Monday, July 18, 2011
Do you understand the words that are coming out of my mouth??
The answer to that question is almost invariably, no. Whether I am listening to someone speaking Luganda or they are listening to me speaking English, communication and comprehension is pretty low. Luganda is a rough language for the American tongue because it frequently starts words with combinations like nz-, mz-, nb-, mb-, ng-, nk- or throws a double gg followed by a k right in the middle of a word just for funzies. However, as I have found with other languages and cultures, if you can learn the greetings and smile many people are more than happy to try and teach you how to not mangle their native language. Either that or they give up hope of that option and kindly switch to English to try and help get the point across. I am sure anyone that has learned a new language can give you many examples of funny mistranslations; I’ll give you three I think are really funny
Can you help me? I’m a goat. Many people that know me and have been tortured enough to hear me sing can attest to the fact that I have absolutely no concept of tone. Due to this, speaking languages like Luganda in which intonation is important is difficult. The words mbuzi and mbuse are clearly spelled differently. Sadly these two words are pronounced exactly the same way to my inadequate ears. The first means “goat” and the second means “lost”. For the first two weeks here I walked around telling anyone who would listen that I was a goat in a doomed attempt to get directions. These statements were understandably always met with gales of laughter but no explanation as to why me not knowing where I live was so funny. Recently a very nice colleague of mine who speaks English well enough to explain the situation helped me stop making a fool of myself in that way.

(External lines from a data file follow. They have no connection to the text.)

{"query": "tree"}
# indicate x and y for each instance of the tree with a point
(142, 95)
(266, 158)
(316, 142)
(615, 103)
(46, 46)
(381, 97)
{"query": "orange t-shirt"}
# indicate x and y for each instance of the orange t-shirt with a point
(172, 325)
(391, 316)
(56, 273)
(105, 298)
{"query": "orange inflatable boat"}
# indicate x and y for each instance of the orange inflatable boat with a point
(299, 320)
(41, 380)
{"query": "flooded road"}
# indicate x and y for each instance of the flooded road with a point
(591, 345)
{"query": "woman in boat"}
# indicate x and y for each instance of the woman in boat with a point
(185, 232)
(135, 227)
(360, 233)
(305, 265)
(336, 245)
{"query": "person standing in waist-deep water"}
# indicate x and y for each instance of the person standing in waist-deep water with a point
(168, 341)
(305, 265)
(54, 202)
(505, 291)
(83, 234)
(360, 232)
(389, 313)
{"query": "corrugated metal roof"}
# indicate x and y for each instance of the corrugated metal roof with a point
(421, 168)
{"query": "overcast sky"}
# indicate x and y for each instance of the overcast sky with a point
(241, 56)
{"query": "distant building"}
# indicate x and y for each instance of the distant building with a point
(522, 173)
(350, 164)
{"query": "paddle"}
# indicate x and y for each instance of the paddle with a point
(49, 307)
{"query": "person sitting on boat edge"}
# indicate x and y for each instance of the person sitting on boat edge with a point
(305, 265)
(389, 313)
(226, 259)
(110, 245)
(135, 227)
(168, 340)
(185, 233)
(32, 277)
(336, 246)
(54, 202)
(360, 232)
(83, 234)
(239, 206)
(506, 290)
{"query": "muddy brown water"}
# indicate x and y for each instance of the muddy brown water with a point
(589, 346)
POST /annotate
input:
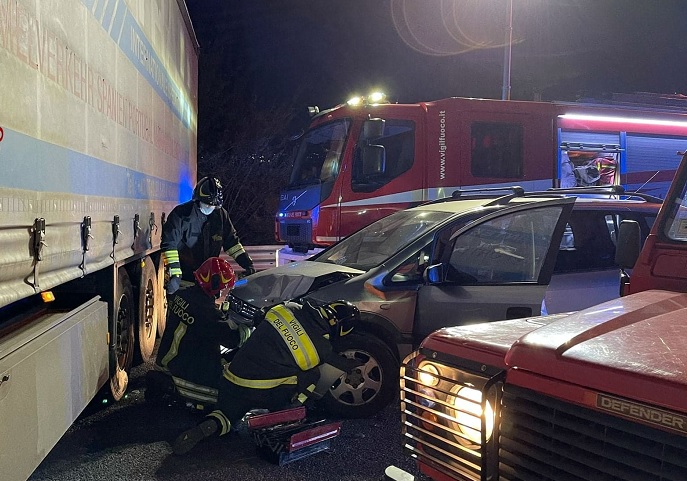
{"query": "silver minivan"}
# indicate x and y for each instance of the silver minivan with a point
(450, 262)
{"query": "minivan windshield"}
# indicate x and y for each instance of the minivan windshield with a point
(374, 244)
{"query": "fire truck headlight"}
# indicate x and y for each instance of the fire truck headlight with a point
(428, 374)
(468, 415)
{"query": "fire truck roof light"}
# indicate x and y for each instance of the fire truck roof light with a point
(376, 97)
(631, 120)
(355, 101)
(373, 98)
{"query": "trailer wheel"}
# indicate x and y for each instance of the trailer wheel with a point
(148, 306)
(124, 334)
(367, 389)
(162, 298)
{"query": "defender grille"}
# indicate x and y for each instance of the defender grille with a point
(441, 427)
(545, 439)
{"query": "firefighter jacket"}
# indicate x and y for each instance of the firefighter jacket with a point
(190, 346)
(292, 339)
(189, 238)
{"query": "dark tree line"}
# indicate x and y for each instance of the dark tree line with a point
(243, 139)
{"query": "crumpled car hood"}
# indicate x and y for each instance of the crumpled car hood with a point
(272, 286)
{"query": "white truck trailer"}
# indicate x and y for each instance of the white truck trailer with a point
(98, 121)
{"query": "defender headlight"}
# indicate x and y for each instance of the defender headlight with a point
(468, 415)
(428, 374)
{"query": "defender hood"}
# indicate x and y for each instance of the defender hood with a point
(270, 287)
(634, 346)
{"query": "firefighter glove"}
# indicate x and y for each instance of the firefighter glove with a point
(173, 285)
(246, 263)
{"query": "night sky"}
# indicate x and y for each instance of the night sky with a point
(320, 52)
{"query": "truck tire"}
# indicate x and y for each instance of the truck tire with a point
(162, 297)
(148, 306)
(123, 354)
(369, 388)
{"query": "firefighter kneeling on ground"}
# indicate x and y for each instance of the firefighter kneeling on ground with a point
(277, 367)
(189, 361)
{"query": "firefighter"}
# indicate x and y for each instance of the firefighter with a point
(277, 368)
(199, 229)
(189, 361)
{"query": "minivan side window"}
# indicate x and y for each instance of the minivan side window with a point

Just Dance. During outreaches into the community my organization plays music to entertain the clients while they await their results. I was working in the lab tent one day when the wonderful people I work with and I spotted a little girl just lost in the music and having a great time dancing. One of the fellow testers called “zina” followed by something else I couldn’t understand or remember out to her and she stepped up her game and rocked out to the song. He explained to me that “zina” and the something else means “to dance”. Easy enough. Armed with my new knowledge I was ready to impress unsuspecting Ugandans with my mastery of their language. A little way off I saw my onsite manager, Simon, lightly bouncing to the beat. Target acquired. I yelled loudly over the music “Simon, ZINA!” This shout was met with a blanched and confused look on Simon’s face and tear-inducing rounds of laughter from my lab mates. Once they had composed themselves enough, which took quite some time, they explained my mistake. Apparently, the something else following “zina” is crucial in making the word mean “to dance”. Otherwise it is an invitation for sex. It’s an awkward thing to scream across a field to your boss :/
Lost in translation. There is a really catchy song by a local artist that plays every five seconds on the radio here. Since I have spent my fair share of time stuck in traffic listening to the radio, I’ve proudly learned all the word but none of the meaning. I work for a Catholic based organization here and one day while waiting to go into the church for prayers I started singing my new jam with enthusiasm. I was drawing some inquisitive looks but I assumed it was due to my complete lack of musical ability previously mentioned. Oh no, not so. Again a kind soul showed me the error of my ways. The song, with its catchy beat and easy chorus, is very explicitly explaining the values of prostitution. I don’t know how many Hail Mary’s are required to repent for corrupting everyone coming into the church but I am pretty confident that I’m going to be working on that for a while.
Moral of the story: Make friends with people that really speak the language you are trying to speak. They may not be able to stop you from making yourself look like an idiot but they will hopefully explain it to you when you inevitably do.